Three monitoring KPIs
Not investment advice, but here are the three signals that tell you whether the story is becoming reality:
- The LABUBU concentration inflection (annual report). If FY2026 brings the share below 30% while group revenue still grows 25%+ → the IP-factory narrative validates and re-rating is fair. If it climbs to 45%+, even with rising absolute revenue, that’s a danger sign.
- Americas same-store productivity and rollout speed (interim report). 100+ new stores with stable comp store revenue = the channel flywheel is real. A QoQ same-store decline = earliest signal that LABUBU traffic has peaked.
- New-IP breakout cadence (social signals). Track Google Trends and TikTok hashtag volume for SKULLPANDA, CRYBABY, TWINKLE TWINKLE. The real risk isn’t LABUBU cooling — it’s LABUBU cooling without a successor stepping up.
Bottom line · IP factory or Sanrio re-run?

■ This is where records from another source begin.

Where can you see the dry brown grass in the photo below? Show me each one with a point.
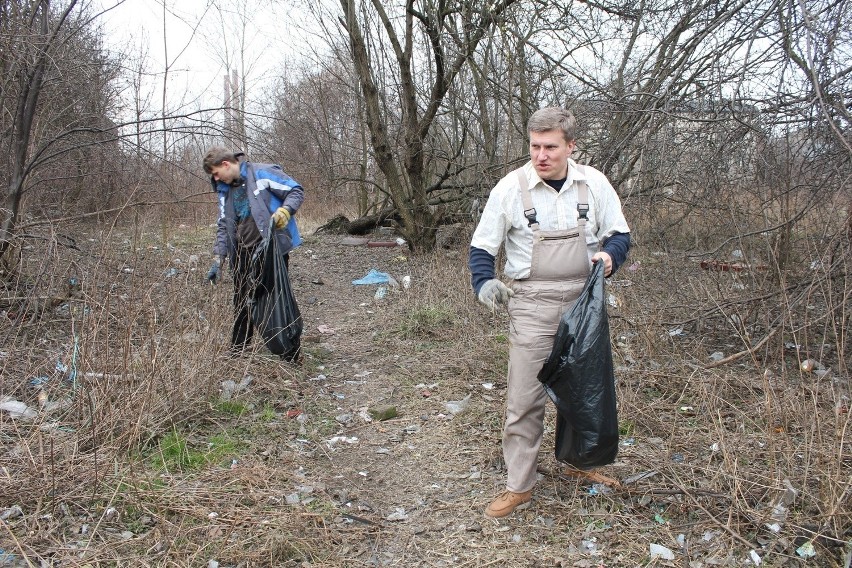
(143, 463)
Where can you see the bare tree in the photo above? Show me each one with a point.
(407, 58)
(33, 34)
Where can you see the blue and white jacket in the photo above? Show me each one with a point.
(267, 188)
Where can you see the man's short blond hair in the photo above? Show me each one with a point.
(553, 118)
(216, 155)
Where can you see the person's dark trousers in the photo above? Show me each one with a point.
(243, 291)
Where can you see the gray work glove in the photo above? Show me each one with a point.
(213, 273)
(493, 293)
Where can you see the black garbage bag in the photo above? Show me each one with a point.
(578, 377)
(274, 311)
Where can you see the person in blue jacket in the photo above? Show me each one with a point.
(254, 199)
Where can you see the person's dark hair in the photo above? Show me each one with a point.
(218, 154)
(554, 118)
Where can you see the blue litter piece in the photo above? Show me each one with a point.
(39, 382)
(373, 277)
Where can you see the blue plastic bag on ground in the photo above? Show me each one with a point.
(373, 277)
(578, 376)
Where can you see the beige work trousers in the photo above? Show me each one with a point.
(559, 268)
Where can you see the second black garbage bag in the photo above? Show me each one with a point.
(578, 376)
(274, 310)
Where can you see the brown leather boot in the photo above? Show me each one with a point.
(508, 502)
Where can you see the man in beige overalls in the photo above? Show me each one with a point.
(554, 218)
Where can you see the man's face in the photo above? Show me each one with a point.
(225, 172)
(549, 153)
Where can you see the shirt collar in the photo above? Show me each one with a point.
(574, 174)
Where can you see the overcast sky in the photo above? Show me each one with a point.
(197, 55)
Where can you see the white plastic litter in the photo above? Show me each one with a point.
(456, 406)
(660, 551)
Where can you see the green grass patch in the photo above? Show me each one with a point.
(230, 407)
(174, 453)
(430, 321)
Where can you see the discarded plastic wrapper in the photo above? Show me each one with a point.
(373, 277)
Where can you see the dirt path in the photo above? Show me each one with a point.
(411, 490)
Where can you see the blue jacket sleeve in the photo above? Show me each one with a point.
(481, 265)
(617, 246)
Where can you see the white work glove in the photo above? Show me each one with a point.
(494, 292)
(280, 217)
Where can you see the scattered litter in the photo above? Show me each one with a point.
(7, 558)
(230, 388)
(457, 406)
(12, 512)
(806, 550)
(660, 551)
(398, 515)
(17, 409)
(292, 499)
(373, 277)
(331, 442)
(383, 412)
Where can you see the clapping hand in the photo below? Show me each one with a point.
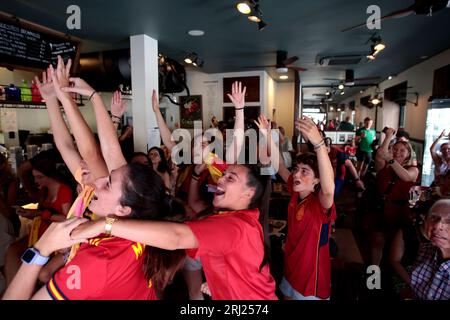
(118, 105)
(237, 95)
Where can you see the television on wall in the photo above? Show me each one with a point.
(27, 46)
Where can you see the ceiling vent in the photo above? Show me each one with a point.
(341, 60)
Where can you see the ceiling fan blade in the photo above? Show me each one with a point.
(396, 14)
(290, 60)
(298, 68)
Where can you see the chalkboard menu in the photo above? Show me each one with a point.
(24, 46)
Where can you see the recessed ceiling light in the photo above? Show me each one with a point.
(196, 33)
(244, 7)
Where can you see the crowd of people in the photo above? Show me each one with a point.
(130, 221)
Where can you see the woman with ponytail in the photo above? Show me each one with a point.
(104, 267)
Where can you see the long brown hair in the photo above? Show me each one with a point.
(144, 193)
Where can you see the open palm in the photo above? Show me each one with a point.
(45, 86)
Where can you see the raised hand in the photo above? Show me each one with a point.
(79, 86)
(309, 130)
(118, 106)
(263, 124)
(45, 86)
(60, 77)
(237, 95)
(155, 101)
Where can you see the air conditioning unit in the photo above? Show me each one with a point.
(342, 60)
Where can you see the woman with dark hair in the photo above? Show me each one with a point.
(9, 222)
(160, 165)
(140, 157)
(311, 211)
(109, 267)
(228, 238)
(395, 176)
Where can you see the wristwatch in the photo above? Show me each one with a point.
(33, 256)
(108, 224)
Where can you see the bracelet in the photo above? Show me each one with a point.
(317, 146)
(92, 94)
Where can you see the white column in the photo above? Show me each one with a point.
(144, 78)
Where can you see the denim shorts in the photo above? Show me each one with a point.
(289, 291)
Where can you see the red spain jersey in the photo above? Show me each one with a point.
(231, 248)
(103, 269)
(307, 265)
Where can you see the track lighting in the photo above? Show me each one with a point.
(244, 7)
(376, 47)
(252, 9)
(193, 58)
(375, 100)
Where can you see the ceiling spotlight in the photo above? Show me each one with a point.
(261, 25)
(378, 44)
(375, 100)
(244, 7)
(196, 33)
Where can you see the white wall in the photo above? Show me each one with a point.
(420, 78)
(284, 104)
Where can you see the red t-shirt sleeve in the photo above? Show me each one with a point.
(82, 278)
(217, 235)
(65, 194)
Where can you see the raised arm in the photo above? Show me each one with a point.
(436, 159)
(118, 107)
(237, 96)
(166, 135)
(265, 129)
(109, 143)
(383, 151)
(61, 135)
(326, 173)
(164, 235)
(194, 200)
(86, 143)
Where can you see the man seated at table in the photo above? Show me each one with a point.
(430, 278)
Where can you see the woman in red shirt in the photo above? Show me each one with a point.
(395, 176)
(307, 265)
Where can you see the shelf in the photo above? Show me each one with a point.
(26, 104)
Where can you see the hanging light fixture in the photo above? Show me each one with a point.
(244, 7)
(252, 9)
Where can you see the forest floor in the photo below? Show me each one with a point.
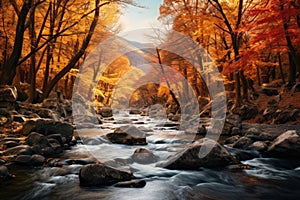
(288, 100)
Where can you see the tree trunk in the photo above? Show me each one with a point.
(9, 68)
(238, 96)
(245, 85)
(280, 68)
(79, 54)
(33, 44)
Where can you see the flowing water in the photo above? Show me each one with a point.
(269, 179)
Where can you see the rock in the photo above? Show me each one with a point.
(4, 175)
(143, 156)
(104, 111)
(235, 131)
(57, 148)
(201, 130)
(19, 118)
(246, 111)
(283, 117)
(242, 143)
(231, 121)
(270, 91)
(23, 159)
(296, 88)
(36, 149)
(102, 175)
(44, 113)
(129, 135)
(9, 144)
(259, 146)
(241, 154)
(18, 150)
(131, 184)
(49, 127)
(269, 112)
(37, 139)
(231, 139)
(286, 145)
(57, 137)
(82, 119)
(48, 151)
(253, 132)
(190, 158)
(8, 93)
(238, 167)
(135, 111)
(37, 160)
(266, 136)
(2, 162)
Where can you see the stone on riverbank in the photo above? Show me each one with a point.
(286, 145)
(102, 175)
(131, 184)
(3, 173)
(129, 135)
(189, 158)
(143, 156)
(48, 127)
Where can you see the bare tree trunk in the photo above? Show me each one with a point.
(33, 43)
(168, 84)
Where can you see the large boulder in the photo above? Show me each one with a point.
(129, 135)
(18, 150)
(191, 159)
(143, 156)
(104, 111)
(8, 94)
(232, 121)
(49, 127)
(37, 139)
(286, 145)
(102, 175)
(3, 173)
(131, 184)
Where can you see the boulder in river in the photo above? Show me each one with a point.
(3, 173)
(37, 139)
(131, 184)
(8, 94)
(49, 127)
(129, 135)
(191, 158)
(102, 175)
(286, 145)
(104, 111)
(18, 150)
(143, 156)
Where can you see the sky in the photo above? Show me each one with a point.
(134, 19)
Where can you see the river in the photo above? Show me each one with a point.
(269, 179)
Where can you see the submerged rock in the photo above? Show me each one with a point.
(131, 184)
(129, 135)
(49, 127)
(3, 173)
(286, 145)
(8, 93)
(104, 111)
(102, 175)
(191, 158)
(143, 156)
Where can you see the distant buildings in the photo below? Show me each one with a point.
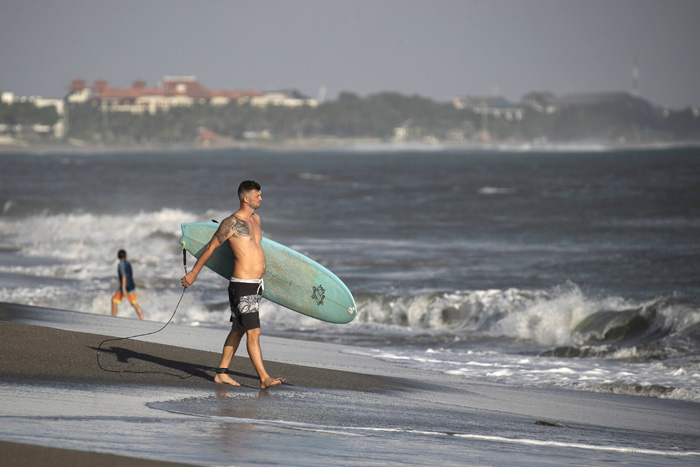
(173, 91)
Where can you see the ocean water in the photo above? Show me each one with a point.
(575, 269)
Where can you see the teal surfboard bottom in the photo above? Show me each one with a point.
(291, 279)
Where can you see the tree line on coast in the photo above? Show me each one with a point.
(376, 116)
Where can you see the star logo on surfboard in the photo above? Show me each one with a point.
(319, 294)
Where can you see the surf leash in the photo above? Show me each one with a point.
(113, 339)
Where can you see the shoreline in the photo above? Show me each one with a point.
(52, 378)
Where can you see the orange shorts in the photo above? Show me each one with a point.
(118, 297)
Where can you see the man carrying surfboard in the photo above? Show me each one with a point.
(243, 233)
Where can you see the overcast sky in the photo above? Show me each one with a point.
(437, 49)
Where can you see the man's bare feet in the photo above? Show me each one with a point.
(269, 382)
(223, 378)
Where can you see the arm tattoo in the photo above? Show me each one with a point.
(239, 228)
(224, 230)
(242, 228)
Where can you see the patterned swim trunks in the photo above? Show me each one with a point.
(244, 298)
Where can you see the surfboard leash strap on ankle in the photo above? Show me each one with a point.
(99, 348)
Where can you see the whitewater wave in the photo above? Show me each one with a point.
(562, 322)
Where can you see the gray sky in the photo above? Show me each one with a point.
(437, 49)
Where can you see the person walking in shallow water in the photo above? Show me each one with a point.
(127, 288)
(243, 233)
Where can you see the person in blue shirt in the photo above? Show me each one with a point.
(127, 288)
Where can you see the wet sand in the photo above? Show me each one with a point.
(52, 379)
(47, 356)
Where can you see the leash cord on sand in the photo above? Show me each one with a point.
(111, 339)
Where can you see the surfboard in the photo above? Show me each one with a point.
(291, 279)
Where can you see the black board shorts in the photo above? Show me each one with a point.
(244, 299)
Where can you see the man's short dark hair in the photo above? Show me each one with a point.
(246, 187)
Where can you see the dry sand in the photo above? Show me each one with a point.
(41, 354)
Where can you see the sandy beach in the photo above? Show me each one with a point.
(162, 395)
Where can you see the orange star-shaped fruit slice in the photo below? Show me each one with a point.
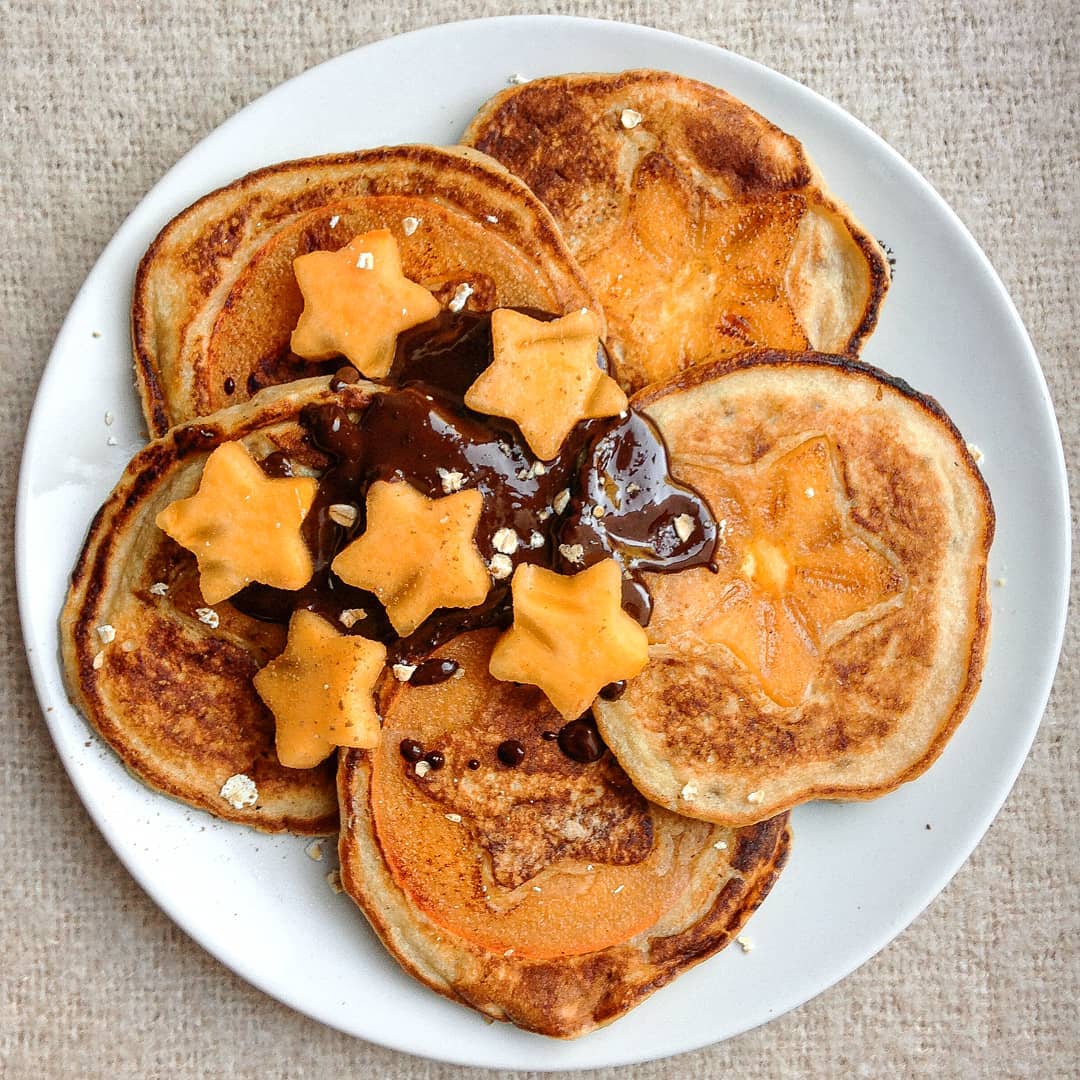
(417, 554)
(320, 691)
(243, 526)
(570, 635)
(356, 300)
(797, 569)
(544, 377)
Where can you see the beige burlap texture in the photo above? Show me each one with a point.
(99, 99)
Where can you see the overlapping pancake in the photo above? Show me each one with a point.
(522, 874)
(165, 679)
(841, 638)
(216, 298)
(703, 228)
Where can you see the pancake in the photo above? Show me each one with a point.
(171, 693)
(216, 298)
(549, 893)
(842, 637)
(703, 228)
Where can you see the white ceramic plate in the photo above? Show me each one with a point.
(859, 873)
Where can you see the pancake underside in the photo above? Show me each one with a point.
(196, 283)
(703, 228)
(568, 996)
(171, 693)
(888, 683)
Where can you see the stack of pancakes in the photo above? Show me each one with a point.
(828, 651)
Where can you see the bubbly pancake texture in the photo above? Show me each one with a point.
(534, 887)
(841, 637)
(169, 685)
(703, 228)
(216, 298)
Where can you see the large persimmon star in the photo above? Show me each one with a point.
(417, 554)
(544, 377)
(796, 570)
(570, 635)
(243, 526)
(320, 691)
(356, 300)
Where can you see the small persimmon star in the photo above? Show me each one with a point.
(544, 377)
(570, 635)
(356, 300)
(320, 691)
(417, 554)
(243, 526)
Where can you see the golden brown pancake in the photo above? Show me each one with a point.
(703, 228)
(171, 693)
(841, 639)
(216, 298)
(550, 893)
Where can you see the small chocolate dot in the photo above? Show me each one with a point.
(410, 750)
(511, 753)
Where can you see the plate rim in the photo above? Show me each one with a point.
(41, 672)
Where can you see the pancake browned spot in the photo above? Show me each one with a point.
(841, 637)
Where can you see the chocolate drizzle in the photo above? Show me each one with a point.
(422, 433)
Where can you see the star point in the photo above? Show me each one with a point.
(243, 526)
(570, 635)
(417, 554)
(356, 300)
(544, 377)
(321, 691)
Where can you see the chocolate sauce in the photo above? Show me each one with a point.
(580, 741)
(422, 433)
(511, 753)
(434, 671)
(196, 439)
(628, 507)
(410, 750)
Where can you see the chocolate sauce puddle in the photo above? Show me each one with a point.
(422, 433)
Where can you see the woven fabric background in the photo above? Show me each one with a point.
(98, 99)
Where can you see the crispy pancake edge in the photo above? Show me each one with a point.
(740, 150)
(311, 808)
(655, 778)
(204, 247)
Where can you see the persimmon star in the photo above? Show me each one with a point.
(356, 300)
(243, 526)
(795, 569)
(417, 554)
(320, 691)
(570, 635)
(544, 377)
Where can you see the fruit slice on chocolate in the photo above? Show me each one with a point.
(544, 377)
(356, 300)
(243, 526)
(550, 892)
(570, 635)
(417, 554)
(839, 638)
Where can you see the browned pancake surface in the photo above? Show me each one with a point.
(842, 637)
(703, 228)
(216, 298)
(172, 694)
(551, 894)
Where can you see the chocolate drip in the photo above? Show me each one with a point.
(422, 433)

Short term (within 2026): Q1 operating data is expected to surprise to the upside, layered with the buyback — the stock could rebound. But the H1 2026 interim is the first real stress test, when LABUBU’s comp finally bites.
Medium term (2027-2028): the core question is whether the IP factory can mass-produce a “next LABUBU.” If 2026 brings a single new IP from zero to ¥5B+, the Disney narrative gets its first data point. If it doesn’t, the multiple drifts toward Sanrio’s range.
Back to the original framing: Pop Mart today is “the default answer for young women buying for themselves and for trend-driven peer social currency” — not yet “the default answer for parent-child relationships.” Whether it can expand into the latter depends on Disney-ization, and FY2025 cannot answer that. We have to wait through 2026-2027.